There's strong support from Jonah Hill, whose goofy and flawed bravado props up much of the conflict, while we witness the birth of movie star in Margot Robbie. McConaughey's brief scenes are very McConaughey, while it's fantastic to see Joanna Lumley in a significant and great supporting part.
The real costar of this movie is Scorsese though. This is a film whose direction, editing and cinematography is as important as the characters within it. Sizzling with as much self-assured confidence as Belfort himself, Scorsese's trademark bold cuts and juxtaposed music are at odds with long scenes that hop, skip and jump between terse drama and slapstick comedy. Its laughs are as carefully crafted as its moments of tension; awarding bodies often forget how difficult it is to construct truly good comedy and that box is well and truly ticked here. The camera lingers on and on, draining each ludicrous scene of every drop of humour and rinsing it out for the audience. I laughed a lot. Situations seemed so ludicrous but yet so plausible against this backdrop of excess that it evolved from amusement to laughter to sheer delight. Who knew DiCaprio was such a good comedic actor? And who knew that Scorsese was so in touch with modern and risqué comedy? He plays sex for laughs, he throws in a gay orgy for fun, he shows us how fun drugs can be...

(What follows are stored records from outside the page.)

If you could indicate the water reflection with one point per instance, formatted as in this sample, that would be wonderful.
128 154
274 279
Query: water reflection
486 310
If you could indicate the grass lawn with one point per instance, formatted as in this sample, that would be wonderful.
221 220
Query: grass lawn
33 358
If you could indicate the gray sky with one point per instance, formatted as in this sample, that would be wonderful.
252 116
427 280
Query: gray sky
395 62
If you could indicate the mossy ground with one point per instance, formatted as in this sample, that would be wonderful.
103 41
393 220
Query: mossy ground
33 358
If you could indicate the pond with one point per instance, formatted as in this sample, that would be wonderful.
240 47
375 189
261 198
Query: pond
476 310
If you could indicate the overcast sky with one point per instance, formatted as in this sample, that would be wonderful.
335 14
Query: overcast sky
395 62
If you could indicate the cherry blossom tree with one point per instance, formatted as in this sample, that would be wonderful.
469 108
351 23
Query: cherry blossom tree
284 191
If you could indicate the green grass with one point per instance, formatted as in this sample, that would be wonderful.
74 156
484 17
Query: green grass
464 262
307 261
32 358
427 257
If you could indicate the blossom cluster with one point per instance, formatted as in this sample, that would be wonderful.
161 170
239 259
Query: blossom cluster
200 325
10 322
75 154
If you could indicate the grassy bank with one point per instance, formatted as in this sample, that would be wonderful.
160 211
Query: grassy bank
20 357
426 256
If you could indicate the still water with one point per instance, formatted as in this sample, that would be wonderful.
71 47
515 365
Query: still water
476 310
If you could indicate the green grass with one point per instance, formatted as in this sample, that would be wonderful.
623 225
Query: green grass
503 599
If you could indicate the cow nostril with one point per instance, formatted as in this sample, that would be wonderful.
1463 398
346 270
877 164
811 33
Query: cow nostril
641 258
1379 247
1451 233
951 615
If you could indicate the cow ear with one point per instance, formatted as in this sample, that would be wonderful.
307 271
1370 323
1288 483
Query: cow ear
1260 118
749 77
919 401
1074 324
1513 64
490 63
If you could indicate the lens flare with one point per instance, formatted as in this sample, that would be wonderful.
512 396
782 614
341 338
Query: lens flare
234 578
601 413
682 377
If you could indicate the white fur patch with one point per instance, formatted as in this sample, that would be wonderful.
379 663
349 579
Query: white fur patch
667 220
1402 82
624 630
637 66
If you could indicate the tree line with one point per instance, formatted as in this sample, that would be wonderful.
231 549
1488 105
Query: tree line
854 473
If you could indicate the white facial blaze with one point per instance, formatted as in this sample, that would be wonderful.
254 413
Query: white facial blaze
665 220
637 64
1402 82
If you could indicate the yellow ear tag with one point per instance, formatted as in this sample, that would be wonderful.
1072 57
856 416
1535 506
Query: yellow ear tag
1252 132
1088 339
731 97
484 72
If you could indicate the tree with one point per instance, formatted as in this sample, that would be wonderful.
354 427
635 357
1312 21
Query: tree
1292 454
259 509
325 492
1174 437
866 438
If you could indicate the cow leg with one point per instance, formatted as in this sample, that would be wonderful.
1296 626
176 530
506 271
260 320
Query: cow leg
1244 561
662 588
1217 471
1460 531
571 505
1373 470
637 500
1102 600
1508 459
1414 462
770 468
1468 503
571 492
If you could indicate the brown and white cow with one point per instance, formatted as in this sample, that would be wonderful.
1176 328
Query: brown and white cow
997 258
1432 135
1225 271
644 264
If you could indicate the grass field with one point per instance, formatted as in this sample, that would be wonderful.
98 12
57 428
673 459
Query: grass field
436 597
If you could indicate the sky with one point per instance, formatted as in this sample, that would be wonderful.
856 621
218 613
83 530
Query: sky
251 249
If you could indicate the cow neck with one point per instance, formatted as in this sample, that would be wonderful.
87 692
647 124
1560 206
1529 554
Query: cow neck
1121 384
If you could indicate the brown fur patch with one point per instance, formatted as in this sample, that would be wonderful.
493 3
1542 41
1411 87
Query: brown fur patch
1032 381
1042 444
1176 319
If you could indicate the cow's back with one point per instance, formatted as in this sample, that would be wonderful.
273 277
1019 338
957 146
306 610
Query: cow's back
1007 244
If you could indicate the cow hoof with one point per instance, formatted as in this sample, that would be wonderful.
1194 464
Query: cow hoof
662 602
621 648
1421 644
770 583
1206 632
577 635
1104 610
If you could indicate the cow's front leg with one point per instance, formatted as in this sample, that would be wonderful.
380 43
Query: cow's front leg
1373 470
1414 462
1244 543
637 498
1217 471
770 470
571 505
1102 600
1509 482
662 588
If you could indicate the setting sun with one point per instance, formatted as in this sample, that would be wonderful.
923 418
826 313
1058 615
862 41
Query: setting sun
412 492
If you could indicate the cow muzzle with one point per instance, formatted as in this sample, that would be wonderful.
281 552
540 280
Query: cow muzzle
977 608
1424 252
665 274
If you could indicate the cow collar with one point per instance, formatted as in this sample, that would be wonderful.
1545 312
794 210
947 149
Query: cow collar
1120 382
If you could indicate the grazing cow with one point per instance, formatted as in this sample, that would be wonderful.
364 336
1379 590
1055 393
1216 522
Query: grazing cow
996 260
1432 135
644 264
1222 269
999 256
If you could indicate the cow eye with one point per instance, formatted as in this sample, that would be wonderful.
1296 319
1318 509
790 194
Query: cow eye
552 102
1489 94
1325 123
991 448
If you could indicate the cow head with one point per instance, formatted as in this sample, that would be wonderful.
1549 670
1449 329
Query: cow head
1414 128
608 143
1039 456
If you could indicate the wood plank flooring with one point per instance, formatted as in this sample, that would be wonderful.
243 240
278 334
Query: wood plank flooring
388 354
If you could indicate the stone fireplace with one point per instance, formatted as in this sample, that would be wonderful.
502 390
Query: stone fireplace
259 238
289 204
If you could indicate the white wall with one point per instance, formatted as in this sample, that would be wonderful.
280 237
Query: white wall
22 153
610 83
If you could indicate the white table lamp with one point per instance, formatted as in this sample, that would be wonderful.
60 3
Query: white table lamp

Obviously for every ascendency there is a fall lurking around the corner. This is not a film without ramifications, but we are watching someone delight in their success and as such, this film stands apart from its contemporaries. We've seen countless films that declare that capitalism, greed and drugs are bad, but how many give us that absolutely relatable story of which you would say "I would do exactly the same". For many this may be a challenging concept, but for those hedonists amongst us, this is a celebration of all things decadent, fabulous and brilliant that money can bring. And this relevant, modern and completely topical masterpiece was brought to us by a 72 year old man!
At three hours the film does run slightly long, but that's a minor complaint in the face of such a brilliant film. I would recommend this film to anyone, except maybe your die-hard religious sorts. I've come away wanting to be rich, wanting to take drugs and wanting to be Jordan Belfort, but while this makes it sound like there is no moral heart to this film, that is not the case at all. Central to all of it is the mirror turning on us instead; it's not Belfort we should be judging for his actions but ourselves for revelling in them. At the end of the film the camera is turned, observing an audience delighting in his actions and it's only then that there is pause for thought about what we have just seen, and it takes a master filmmaker to commit so confidently to delighting us right until the last moment, only to make us the villains of the piece. This is nothing short of a superb film and is one of the absolute best films on the Oscar roster this year.